Maximilian Uriarte is an American artist, comic writer, graphic novelist, and honorably discharged Marine.

He was born in Corvallis, Oregon, to American parents of Jewish and European Mexican descent. He spent most of his childhood in Corvallis before moving to Portland, Oregon at the age of 16. After graduating high school and taking two years of general education classes at Portland Community College, Uriarte enlisted in the United States Marine Corps at the age of 19 as an 0351 Assaultman. He served from 2006 to 2010, achieving the rank of Lance Corporal and fulfilling various roles, including SMAW Gunner, Team Leader, Squad Leader, MRAP Turret Gunner, Combat Photographer, and Combat Artist. He served two tours in the Iraq War as part of the 3rd Battalion, 3rd Marines, the first in 2007-2008 (in the Al Zaidan region) and the second in 2009. He began writing and drawing Terminal Lance soon after returning. Ironically, Uriarte, who had spent most of his enlistment as a Lance Corporal found that he had been promoted to Corporal several months after his discharge.
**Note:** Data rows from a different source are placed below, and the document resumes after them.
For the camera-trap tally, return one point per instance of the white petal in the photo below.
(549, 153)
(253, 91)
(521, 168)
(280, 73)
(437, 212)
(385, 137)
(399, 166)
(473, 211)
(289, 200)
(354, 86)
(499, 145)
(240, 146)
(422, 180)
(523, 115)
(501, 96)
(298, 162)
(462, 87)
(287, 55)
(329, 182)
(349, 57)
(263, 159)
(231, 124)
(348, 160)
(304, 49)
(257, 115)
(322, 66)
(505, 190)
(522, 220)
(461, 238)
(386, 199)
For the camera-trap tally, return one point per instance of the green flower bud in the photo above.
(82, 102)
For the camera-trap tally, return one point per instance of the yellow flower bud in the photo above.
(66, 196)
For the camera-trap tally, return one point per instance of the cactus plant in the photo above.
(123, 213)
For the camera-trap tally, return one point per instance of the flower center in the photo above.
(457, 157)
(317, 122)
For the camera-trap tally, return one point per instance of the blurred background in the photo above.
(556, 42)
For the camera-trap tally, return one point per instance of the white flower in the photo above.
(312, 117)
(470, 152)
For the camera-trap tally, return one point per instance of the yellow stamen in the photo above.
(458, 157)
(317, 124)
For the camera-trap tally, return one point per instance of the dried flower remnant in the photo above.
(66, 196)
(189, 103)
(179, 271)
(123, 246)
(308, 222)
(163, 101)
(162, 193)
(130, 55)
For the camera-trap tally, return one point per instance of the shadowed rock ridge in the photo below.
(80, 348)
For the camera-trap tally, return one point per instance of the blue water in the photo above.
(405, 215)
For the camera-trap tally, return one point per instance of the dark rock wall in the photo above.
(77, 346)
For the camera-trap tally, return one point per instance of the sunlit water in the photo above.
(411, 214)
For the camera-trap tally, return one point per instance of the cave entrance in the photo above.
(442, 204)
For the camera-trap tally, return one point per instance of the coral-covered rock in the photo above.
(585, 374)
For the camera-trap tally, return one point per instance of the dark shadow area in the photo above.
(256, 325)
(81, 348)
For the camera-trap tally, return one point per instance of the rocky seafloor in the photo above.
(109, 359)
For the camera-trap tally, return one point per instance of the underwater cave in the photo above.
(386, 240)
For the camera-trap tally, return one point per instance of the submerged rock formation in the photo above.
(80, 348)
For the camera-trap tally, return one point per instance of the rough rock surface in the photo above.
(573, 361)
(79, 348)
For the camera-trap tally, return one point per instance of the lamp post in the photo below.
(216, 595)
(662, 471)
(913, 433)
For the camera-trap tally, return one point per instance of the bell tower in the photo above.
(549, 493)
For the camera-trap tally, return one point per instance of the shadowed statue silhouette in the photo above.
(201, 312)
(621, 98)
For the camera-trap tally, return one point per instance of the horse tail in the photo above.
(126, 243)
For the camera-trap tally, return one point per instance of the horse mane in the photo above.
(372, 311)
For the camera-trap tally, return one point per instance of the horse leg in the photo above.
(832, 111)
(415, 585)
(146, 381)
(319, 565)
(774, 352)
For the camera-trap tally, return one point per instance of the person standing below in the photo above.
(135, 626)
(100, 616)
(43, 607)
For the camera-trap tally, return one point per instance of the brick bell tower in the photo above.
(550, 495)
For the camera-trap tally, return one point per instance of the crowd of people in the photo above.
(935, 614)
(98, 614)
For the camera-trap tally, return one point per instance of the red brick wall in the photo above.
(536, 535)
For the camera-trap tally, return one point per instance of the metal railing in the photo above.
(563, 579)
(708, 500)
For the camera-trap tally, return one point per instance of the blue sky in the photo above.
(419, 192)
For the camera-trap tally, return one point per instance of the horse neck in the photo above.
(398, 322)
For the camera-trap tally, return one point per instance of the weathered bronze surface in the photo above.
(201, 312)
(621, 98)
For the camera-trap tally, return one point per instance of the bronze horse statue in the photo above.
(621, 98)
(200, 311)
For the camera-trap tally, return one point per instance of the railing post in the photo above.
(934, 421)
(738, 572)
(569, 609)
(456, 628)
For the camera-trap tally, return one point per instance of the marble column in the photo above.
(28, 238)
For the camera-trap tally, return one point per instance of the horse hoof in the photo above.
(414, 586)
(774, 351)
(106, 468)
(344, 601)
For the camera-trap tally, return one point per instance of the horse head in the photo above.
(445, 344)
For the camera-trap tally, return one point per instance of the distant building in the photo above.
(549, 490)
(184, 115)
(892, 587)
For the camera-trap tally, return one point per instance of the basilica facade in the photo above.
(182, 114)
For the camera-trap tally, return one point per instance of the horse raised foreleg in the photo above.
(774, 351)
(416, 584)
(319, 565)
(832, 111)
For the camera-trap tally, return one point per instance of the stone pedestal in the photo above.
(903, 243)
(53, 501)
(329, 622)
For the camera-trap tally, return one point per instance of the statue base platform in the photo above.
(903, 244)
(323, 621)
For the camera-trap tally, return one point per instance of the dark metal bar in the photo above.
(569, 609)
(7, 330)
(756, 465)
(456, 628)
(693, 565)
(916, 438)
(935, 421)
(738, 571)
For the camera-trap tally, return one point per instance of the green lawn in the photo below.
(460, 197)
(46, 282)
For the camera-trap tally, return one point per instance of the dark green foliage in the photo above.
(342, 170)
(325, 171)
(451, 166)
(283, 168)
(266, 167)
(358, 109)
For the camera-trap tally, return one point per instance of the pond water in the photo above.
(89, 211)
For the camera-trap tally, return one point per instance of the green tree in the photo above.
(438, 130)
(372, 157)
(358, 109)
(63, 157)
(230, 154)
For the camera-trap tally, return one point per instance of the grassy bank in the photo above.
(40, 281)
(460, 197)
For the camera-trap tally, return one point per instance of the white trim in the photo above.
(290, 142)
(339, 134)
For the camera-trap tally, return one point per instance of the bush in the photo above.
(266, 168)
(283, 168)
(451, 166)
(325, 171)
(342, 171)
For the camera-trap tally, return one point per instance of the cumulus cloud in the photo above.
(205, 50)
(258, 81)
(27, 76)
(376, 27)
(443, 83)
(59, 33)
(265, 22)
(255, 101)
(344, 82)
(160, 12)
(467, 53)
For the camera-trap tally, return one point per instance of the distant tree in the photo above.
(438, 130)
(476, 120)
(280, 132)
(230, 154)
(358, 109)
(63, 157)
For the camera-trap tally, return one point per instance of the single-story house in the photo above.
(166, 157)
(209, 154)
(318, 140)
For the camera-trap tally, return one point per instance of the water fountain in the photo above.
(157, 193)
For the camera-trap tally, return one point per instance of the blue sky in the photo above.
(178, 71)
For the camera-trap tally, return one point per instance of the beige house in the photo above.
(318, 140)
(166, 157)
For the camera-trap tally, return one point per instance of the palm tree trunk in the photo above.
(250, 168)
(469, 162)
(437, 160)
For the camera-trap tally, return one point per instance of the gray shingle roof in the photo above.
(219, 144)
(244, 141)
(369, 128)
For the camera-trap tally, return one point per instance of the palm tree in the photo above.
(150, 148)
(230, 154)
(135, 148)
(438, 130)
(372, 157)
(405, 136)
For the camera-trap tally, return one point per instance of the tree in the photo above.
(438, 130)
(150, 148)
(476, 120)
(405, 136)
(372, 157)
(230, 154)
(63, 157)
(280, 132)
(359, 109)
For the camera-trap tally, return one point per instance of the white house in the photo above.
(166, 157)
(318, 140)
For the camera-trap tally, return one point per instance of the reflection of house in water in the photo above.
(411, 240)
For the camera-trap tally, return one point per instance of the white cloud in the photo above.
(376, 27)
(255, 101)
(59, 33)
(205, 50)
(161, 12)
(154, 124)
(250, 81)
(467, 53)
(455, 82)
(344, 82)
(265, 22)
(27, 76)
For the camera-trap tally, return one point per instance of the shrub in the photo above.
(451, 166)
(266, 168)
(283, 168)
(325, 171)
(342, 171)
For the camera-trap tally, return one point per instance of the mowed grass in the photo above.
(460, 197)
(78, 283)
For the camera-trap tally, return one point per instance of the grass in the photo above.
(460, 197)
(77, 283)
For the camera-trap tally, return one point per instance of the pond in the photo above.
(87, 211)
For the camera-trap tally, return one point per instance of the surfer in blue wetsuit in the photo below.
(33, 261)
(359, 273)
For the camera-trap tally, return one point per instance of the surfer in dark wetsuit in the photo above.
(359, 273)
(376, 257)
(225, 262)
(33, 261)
Uriarte made light of this, joking that the Marine Corps had "had the last laugh here, promoting the creator of Terminal Lance–of all people–I’m sure someone behind a desk had a laugh about it".

After ending his service in May 2010, Uriarte transferred his community college credits and (using the G.I. Bill) enrolled in the California College of the Arts, a top-ranked private art, design, architecture, and writing school in Oakland, California. He graduated in 2013, earning a Bachelor of Fine Arts degree with a major in Animation. Currently he lives with his wife in Burbank, California, where he works as a writer and artist full time.

== In popular culture ==
- On May 30, 2012, The Duffel Blog ran a satire piece stating that the creator of the Terminal Lance strip was not Maximilian Uriarte, but instead was Carlton Kent—the former Sergeant Major of the Marine Corps. The article joked that Kent had said he created the strip in order to reach out to junior Marines in better ways.
- Terminal Lance is widely read among Marines, other branches of the U.S. military, and civilians alike, with former Marine General James Mattis even acknowledging that he reads the comic.